It is a bit costly to have an engine test stand. Aside from that, you also need to carefully account for some adjustments because of the varied engine sizes. If your budget is tight, you can opt to assemble an engine test stand out of some easy-on-the-pocket parts. You just have to know which of those parts are specifically matched to the engine that you wish to test. Here are some useful hints on how you can build an engine test stand:
- What is an engine test stand? It basically permits you to operate an engine even though you are not inside the vehicle. You run the test so you can readily discover the presence of any engine defect or malfunction. After your discovery, you can plan to fix the problems without the necessity of working around the rest of your vehicle.
- What are the requirements of an engine test stand? There are several components involved in building an engine test stand. You need to be familiar with them in order for you to efficiently operate on your engine. Your engine motor requires electricity, a cooling device, an exhaust, and some gauges.
- What are the procedures involved in running an engine test stand?
- Use your engine hoist to easily lift your engine. Raise it up to an appropriate height, ideally about 4 feet above the ground.
- Construct a metal frame around your engine. You can improvise the frame by using two metal pieces. Each metal should be 4 feet long and a square inch thick. Position them vertically close to the back of your engine.
- Check out the bolts on the end mounts of your engine. Attach them into the pieces of metal. Be cautious here. Make sure that the lower parts of the each metal are properly placed on the floor. Follow the same procedure when you work on your front engine mounts.
- Bring out some metal strips, about four pieces. Weld them directly to the foundation of your metal rods. This allows you to create a strong base around your whole engine. Then, proceed by releasing your engine from its hoist.
- Take care of your tachometer, water temperature gauge, and oil pressure gauge by drilling three holes through a wooden block. See to it that the holes correspond with the respective dimension of the gauges. Set the gauges and secure them with screws. Continue by plugging the wires into the engine sensors. Actual sensor placements may differ based on design.
- Mount your muffler, including its tubing, directly into the port.

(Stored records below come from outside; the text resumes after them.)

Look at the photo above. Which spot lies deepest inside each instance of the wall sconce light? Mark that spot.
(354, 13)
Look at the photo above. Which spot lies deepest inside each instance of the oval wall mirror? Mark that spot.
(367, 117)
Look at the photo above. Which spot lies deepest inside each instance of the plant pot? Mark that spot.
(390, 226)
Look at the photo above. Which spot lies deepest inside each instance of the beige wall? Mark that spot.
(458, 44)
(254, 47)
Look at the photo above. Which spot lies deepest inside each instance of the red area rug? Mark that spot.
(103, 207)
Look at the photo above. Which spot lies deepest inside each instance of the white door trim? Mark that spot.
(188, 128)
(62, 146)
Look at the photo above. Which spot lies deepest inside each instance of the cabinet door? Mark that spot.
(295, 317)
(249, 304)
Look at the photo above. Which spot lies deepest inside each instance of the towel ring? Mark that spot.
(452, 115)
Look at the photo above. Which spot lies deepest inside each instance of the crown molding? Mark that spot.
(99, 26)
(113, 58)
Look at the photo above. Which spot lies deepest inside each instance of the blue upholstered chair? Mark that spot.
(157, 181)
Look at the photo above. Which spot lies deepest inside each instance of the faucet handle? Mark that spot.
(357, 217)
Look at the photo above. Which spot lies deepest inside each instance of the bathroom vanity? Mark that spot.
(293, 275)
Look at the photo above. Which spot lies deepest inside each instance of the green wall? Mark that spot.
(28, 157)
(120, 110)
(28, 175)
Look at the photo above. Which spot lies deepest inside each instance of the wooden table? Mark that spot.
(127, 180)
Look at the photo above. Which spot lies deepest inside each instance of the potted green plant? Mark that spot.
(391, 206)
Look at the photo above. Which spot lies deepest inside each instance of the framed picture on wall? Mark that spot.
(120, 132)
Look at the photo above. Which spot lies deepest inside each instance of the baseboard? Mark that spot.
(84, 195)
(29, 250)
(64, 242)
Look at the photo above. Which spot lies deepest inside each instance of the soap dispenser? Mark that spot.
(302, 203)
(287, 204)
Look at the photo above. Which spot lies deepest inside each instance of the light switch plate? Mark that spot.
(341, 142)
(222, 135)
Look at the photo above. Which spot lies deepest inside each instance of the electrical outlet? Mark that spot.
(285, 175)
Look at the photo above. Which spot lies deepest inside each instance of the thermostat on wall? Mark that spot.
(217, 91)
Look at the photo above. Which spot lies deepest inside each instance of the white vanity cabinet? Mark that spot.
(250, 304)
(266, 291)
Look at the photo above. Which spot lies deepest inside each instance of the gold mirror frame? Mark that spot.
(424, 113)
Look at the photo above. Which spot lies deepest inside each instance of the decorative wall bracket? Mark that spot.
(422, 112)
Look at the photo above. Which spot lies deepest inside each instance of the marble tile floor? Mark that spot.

Fasten your muffler so you can generate enough exhaust during your testing.
- Tie up your radiator to the metal frame. Then, start running hoses from it to prevent overheating. Double-check the water temperature by referring to the extra sensor attached to your radiator.
- Position your car battery just below your engine test stand. Connect the ground and hot cables to their respective engine block points. Your car battery powers your engine. You really don’t need to have an alternator. And finally, turn on your engine and conduct the necessary tests.
A good substitute for a metal frame is a wooden frame. Just make sure that its heavy enough to bear the weight. While running the test, provide enough ventilation.